Agenda item

LGPS Central Update.

Minutes:

The Board considered a report of the Director of Corporate Resources which provided an update on the outcome of the fit for the future consultation and pooling matters with LGPS Central. A copy of the report marked ‘Agenda Item 10’ is filed with these minutes.

 

The Chairman welcomed Mr. Richard Law-Deeks, Ms. Cara Forest, Ms. Jayne Atkinson, and Mr. Trevor Castledine from LGPS Central to the meeting for the agenda item who were present online. They provided a presentation as part of this item. A copy of the presentation slides is filed with these minutes.

 

Arising from discussion, the following points were made:

 

  1. Currently £3.8billion of the £6.7billion LCC pension Fund was invested with LGPS Central, around 58% of the Fund.

 

  1. The Government had focussed on the LGPS with their pension review ‘Fit for the Future’ to boost growth and investment in the UK and had looked at the Canadian and Australian models for pension funds with the aim of accelerating pooling of pension funds, and widening the services that pension pools delivered, such as, local investment. The Government had requested that a plan be drawn up for the transition to new services, and LGPS Central had received good feedback from Government on its plan.

 

  1. LGPS Central had a range of different, diversified investment products which were updated and evolved in accordance with partner funds’ needs. When entering into partnerships with investment managers it was Central’s intention of forging long-term relationships, and there was a robust monitoring process in place following investment with regular due diligence on those managers.

 

  1. It was explained that with a passive approach to investment, for example listed equities, there would be a benchmark of different companies and a set percentage as to how much of the benchmark would be invested in particular companies, for example, how much to invest in Tesco. The fund manager would hold the exact benchmark percentage invested and would not make any active decisions to underweight or overweight that particular stock or company.

 

  1. In contrast with an active approach a fund manager would actually decide that they preferred one company over another and would hold a higher percentage versus the benchmark for that company.

 

  1. In response to a question as to who set the benchmark for passive investment, it was reported that different benchmarks were used internally, typically household names such as the FTSE, that would be chosen as appropriate for a particular fund.

 

  1. Members’ attention was drawn to the global multi-asset credit fund, and that the current underlying makeup of the fund was currently under review.
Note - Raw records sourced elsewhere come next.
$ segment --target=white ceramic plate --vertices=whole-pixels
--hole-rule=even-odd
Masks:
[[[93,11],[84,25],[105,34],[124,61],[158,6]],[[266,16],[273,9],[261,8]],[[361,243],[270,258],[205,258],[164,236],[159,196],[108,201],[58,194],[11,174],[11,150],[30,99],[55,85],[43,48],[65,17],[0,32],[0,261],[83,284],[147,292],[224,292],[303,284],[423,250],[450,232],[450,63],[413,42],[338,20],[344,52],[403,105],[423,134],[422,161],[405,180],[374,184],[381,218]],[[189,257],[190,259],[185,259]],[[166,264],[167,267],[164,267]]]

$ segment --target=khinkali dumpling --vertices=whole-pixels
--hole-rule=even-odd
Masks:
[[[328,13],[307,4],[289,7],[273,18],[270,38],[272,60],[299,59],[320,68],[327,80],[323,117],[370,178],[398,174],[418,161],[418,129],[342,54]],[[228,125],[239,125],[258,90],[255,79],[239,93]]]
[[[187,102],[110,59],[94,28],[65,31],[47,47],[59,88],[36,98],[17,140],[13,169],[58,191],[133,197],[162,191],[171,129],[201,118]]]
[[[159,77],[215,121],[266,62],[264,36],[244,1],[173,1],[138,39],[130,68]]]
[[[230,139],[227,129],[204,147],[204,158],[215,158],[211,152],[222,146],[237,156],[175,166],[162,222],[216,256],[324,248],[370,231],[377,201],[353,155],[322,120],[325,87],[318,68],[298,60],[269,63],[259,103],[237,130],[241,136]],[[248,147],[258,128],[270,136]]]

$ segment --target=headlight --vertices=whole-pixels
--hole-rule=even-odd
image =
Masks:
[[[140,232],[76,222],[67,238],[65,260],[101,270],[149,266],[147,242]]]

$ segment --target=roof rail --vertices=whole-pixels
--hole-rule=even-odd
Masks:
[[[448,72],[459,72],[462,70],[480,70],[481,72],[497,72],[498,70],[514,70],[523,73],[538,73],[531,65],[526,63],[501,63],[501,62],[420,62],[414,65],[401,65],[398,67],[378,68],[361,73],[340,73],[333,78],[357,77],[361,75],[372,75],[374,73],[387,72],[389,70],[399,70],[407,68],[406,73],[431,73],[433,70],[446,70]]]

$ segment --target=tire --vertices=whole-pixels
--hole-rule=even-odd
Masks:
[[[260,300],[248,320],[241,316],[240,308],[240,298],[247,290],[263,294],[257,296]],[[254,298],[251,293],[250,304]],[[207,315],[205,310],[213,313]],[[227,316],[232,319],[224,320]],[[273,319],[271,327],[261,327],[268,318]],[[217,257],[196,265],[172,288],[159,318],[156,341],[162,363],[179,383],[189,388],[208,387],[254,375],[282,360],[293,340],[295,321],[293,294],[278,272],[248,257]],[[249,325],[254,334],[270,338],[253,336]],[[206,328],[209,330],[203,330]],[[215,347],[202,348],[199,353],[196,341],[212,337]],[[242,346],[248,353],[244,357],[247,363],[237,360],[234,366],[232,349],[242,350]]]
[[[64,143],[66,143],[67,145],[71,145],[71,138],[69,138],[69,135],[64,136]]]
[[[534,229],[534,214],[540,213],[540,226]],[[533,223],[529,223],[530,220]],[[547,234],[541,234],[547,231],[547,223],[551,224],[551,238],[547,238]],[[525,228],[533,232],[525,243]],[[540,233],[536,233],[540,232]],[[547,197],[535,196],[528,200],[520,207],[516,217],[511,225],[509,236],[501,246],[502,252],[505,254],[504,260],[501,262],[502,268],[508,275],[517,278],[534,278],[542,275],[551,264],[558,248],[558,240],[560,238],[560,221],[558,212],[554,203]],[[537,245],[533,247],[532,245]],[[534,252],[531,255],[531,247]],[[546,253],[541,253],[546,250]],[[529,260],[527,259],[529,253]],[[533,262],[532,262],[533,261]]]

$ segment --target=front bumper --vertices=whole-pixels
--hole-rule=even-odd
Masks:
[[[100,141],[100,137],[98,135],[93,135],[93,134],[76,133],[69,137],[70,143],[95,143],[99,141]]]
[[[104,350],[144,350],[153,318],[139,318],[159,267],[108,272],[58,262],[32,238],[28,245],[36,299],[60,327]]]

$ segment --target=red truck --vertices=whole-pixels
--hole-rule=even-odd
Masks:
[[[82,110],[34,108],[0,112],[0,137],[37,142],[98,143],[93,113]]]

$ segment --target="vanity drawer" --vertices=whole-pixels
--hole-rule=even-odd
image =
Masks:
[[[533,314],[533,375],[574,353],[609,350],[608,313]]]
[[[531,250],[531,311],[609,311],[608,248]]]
Whilst figures in the report showed that performance was lower than the benchmark, the fund had performed well in Q2. It was further noted that long-term investments should be looked at with a 10-year plus lens as early investment had one-off costs at the start which depressed return, and it would take time before real returns were seen. Progress in relation to the review would be reported to the Committee at a future meeting.

 

  1. It was suggested that Government were taking a harder line and a more legislative approach to promoting pooling. LGPS Central as a company and with partner funds had put together a forward plan which would address some of the important needs and new requirements the government had imposed on pooling companies. However, it was clear that each individual administering authority would remain sovereign over their high-level investment strategy, but rather than obtaining principal advice from a third-party advisor would now need to take that advice from their pooling company, and an advisory function would need to be built.

 

RESOLVED:

 

That the LGPS Central update report and presentation be noted.